“李牧道友,你這可是看不起我竹山的弟子們不屑跟我們論道,或者是不屑跟我們分享?”此人說話語速較快,可見脾氣較為衝。
“李牧道友,你祖師乃是我的朋友,雖然我們不經常會麵,但是他組織的每一屆弟子我都知曉,可笑的是菩提祖師道法精深,可他的每一屆弟子不是草包就是酒囊飯袋,而你除了那兩句畫以外難不成也是酒囊飯袋?”清潭道人話風一轉,滿嘴的不屑迎麵撲來。
禮貌氣憤,這道人也算是修行時間較長的,怎麽一點素質都沒有,難道修的隻是功法禮儀什麽的全都拋之腦後。
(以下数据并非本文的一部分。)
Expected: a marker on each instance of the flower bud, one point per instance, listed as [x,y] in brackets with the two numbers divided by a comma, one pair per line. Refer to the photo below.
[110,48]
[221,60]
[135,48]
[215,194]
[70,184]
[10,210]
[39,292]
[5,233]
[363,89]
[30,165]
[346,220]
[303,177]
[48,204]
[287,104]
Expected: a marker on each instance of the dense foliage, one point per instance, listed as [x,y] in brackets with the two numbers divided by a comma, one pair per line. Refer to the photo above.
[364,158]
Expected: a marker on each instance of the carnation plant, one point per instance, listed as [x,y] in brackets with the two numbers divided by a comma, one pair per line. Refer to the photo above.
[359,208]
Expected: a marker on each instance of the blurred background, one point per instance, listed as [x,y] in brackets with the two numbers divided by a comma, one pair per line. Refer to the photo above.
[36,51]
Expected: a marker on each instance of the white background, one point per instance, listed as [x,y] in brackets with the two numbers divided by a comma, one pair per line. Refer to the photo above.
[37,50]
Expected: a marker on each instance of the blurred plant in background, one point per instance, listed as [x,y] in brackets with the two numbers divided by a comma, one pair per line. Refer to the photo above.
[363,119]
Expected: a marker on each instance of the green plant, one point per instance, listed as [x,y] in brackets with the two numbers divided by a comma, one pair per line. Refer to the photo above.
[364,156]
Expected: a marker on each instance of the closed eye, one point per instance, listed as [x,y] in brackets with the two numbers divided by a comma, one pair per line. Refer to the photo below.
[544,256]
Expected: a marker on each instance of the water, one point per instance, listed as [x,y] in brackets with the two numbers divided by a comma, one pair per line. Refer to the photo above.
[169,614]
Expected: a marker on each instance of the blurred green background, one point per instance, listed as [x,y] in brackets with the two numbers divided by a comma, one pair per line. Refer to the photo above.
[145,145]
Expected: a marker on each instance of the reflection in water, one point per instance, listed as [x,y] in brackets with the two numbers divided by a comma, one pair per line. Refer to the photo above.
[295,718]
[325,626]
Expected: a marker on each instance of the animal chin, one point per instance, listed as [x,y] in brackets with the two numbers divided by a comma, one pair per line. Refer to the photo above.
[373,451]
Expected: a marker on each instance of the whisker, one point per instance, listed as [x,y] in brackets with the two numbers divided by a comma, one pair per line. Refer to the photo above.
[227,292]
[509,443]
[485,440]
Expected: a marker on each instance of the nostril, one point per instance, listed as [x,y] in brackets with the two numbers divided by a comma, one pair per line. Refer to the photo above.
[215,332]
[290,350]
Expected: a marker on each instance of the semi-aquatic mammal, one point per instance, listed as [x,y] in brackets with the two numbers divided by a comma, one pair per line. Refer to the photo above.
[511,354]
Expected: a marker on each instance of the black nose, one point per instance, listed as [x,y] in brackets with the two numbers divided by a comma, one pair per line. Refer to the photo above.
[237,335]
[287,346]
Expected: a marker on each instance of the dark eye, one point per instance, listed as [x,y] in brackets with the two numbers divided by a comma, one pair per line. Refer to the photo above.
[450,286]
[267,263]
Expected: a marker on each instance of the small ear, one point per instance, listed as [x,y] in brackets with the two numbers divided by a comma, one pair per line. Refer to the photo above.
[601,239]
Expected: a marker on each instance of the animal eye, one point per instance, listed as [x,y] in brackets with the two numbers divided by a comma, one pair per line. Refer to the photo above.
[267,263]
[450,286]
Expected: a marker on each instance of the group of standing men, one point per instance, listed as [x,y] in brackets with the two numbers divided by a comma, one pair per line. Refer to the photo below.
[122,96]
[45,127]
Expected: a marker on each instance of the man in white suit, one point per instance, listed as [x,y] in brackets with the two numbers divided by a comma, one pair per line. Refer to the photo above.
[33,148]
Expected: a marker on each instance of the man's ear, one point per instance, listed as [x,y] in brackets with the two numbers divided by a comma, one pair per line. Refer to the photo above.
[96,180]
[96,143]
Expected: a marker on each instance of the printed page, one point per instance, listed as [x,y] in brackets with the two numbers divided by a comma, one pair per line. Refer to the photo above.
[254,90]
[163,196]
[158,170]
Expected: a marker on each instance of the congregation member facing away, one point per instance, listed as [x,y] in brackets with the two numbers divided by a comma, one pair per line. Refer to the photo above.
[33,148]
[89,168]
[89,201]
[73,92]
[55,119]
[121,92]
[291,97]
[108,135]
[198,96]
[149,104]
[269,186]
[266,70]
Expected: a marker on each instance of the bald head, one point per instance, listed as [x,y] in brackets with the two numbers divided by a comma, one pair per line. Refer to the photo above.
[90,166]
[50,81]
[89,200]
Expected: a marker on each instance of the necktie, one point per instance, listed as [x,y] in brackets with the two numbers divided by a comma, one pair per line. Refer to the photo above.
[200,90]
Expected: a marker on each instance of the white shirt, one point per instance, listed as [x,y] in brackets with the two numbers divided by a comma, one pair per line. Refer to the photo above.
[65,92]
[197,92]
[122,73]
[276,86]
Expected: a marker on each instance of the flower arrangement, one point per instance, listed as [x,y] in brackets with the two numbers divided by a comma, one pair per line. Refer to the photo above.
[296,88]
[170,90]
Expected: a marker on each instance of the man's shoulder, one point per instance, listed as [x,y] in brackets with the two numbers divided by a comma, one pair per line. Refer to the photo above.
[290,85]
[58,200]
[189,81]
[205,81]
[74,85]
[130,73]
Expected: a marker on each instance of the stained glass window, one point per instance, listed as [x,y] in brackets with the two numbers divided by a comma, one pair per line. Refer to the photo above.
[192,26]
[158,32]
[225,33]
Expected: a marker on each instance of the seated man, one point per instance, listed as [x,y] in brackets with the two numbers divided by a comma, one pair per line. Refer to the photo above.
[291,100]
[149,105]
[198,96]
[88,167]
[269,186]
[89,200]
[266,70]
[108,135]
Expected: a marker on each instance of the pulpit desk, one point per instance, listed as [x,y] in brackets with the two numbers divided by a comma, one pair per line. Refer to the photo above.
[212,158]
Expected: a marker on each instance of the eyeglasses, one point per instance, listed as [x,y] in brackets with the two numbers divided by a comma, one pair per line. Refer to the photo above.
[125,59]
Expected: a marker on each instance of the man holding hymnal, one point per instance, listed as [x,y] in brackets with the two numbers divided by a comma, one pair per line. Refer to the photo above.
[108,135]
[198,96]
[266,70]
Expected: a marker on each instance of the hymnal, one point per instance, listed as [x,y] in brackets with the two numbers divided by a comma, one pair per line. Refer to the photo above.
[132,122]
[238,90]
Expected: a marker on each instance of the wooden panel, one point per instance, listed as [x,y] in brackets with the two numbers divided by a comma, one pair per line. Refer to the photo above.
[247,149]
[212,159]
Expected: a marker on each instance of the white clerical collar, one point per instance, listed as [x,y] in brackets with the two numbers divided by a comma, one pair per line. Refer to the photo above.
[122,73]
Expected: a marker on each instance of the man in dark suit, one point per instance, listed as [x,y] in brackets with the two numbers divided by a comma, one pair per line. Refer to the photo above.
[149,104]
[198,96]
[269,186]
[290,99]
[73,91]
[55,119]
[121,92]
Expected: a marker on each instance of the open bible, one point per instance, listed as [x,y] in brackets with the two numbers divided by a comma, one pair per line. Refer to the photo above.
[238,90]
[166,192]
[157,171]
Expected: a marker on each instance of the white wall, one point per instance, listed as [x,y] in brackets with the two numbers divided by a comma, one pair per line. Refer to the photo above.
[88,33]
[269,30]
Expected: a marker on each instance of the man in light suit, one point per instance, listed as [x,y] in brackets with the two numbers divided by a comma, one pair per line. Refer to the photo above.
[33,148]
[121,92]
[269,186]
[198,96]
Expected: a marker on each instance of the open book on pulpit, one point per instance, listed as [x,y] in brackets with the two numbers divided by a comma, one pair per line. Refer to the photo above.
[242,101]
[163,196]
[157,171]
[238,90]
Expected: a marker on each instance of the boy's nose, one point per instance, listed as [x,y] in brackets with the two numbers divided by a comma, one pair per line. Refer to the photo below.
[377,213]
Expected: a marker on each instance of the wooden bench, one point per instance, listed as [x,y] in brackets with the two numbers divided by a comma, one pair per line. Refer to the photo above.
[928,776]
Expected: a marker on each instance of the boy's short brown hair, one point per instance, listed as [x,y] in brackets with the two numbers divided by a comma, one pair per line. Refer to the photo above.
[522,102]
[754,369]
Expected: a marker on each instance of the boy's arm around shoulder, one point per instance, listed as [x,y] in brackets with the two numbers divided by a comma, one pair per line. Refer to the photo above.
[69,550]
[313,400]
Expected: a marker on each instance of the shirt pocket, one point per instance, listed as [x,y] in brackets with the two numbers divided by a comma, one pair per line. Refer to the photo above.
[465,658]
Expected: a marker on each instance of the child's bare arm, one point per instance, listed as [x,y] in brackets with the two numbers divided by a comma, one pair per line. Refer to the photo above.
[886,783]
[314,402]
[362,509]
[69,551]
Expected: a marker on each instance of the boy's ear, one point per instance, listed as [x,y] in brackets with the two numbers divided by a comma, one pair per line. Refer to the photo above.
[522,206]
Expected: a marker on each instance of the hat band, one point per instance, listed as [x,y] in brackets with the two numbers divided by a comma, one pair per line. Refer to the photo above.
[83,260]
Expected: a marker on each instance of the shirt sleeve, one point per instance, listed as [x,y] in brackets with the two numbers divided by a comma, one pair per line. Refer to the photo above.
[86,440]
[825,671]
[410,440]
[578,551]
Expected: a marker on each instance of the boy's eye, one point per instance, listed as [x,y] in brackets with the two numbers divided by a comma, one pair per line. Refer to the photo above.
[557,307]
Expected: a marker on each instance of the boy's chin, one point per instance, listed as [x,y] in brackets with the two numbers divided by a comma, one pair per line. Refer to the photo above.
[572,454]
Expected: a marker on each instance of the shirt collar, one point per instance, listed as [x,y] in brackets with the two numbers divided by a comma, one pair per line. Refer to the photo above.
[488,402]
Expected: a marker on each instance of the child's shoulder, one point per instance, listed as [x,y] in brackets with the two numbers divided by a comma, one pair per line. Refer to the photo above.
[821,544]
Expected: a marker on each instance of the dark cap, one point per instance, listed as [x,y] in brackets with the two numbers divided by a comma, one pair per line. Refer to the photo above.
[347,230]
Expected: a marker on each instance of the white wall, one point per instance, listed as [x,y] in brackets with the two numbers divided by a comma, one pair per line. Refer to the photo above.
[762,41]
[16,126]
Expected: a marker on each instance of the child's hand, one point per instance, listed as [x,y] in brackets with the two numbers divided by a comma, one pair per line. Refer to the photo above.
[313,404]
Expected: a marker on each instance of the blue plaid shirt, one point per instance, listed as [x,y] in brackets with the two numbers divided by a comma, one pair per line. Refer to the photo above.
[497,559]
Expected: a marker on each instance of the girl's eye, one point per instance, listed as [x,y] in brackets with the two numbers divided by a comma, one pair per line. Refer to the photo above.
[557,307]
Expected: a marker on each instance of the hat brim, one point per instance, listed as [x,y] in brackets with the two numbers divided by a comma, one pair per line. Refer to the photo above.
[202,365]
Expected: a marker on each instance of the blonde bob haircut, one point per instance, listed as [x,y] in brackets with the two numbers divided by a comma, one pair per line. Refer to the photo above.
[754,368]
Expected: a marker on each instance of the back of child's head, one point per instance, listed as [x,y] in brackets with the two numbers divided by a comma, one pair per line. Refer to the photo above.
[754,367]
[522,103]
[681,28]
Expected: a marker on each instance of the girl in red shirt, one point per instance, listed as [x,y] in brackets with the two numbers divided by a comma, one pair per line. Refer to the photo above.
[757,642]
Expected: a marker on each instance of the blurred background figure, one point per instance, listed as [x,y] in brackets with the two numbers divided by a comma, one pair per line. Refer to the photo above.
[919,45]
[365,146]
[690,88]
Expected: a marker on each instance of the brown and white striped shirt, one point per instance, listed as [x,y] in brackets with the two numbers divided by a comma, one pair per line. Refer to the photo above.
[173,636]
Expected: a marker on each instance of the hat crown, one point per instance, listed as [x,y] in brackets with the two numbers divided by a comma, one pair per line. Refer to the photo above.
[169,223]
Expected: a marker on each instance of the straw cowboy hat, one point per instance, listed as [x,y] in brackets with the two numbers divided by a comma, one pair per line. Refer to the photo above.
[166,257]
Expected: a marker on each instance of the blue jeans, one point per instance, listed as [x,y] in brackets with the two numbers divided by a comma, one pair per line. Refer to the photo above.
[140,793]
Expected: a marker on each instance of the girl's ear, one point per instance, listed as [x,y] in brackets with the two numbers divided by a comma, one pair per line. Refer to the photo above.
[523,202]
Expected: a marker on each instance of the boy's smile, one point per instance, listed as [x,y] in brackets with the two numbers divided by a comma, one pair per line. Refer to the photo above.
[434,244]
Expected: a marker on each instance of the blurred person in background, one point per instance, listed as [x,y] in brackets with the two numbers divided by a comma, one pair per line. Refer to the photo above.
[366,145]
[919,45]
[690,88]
“清潭道人,這世上道法容易修,但是做人特別難,應該這樣說,世上道法容易修,做人做仙,做鬼做神都比較難做,所以您還是小心一點,您的話!”李牧不甘示弱。
他也不是窩囊廢,別人說的話,他也能夠隱約地察覺到是什麽意思,雖然他有些慫,但是還不至於被別人追著打。
“你……”
“不可放肆!”菩提老祖冷冷的道。
“是,弟子不敢,但是弟子覺得我沒錯,他如此白眼看我們,我們為何要對他親眼有加?”李牧說。
做人得要有底線。
“石可破也,不可奪其堅;丹可磨也,不可奪其赤。匹夫不可奪其誌!這是我的底線。”李牧說完,在場的人先是驚愕,其後紛紛的鼓起掌來。
清潭道人急忙從剩下的墊子上起來,也跟著一起鼓掌,鼓完掌後帶著讚賞的口氣說道:“好一句匹夫不可奪其誌,李牧道友,你莫要生氣之前,我瞧你似乎並不願意教你心理的道法分享出來,所以才說出那些話刺激你,請你相信我並沒有半分的惡意,我尊重菩提祖師也尊重你,你是年輕一代的弟子當中的佼佼者不出意外的話,未來也許就是獨領**的人,我非常的看好你。”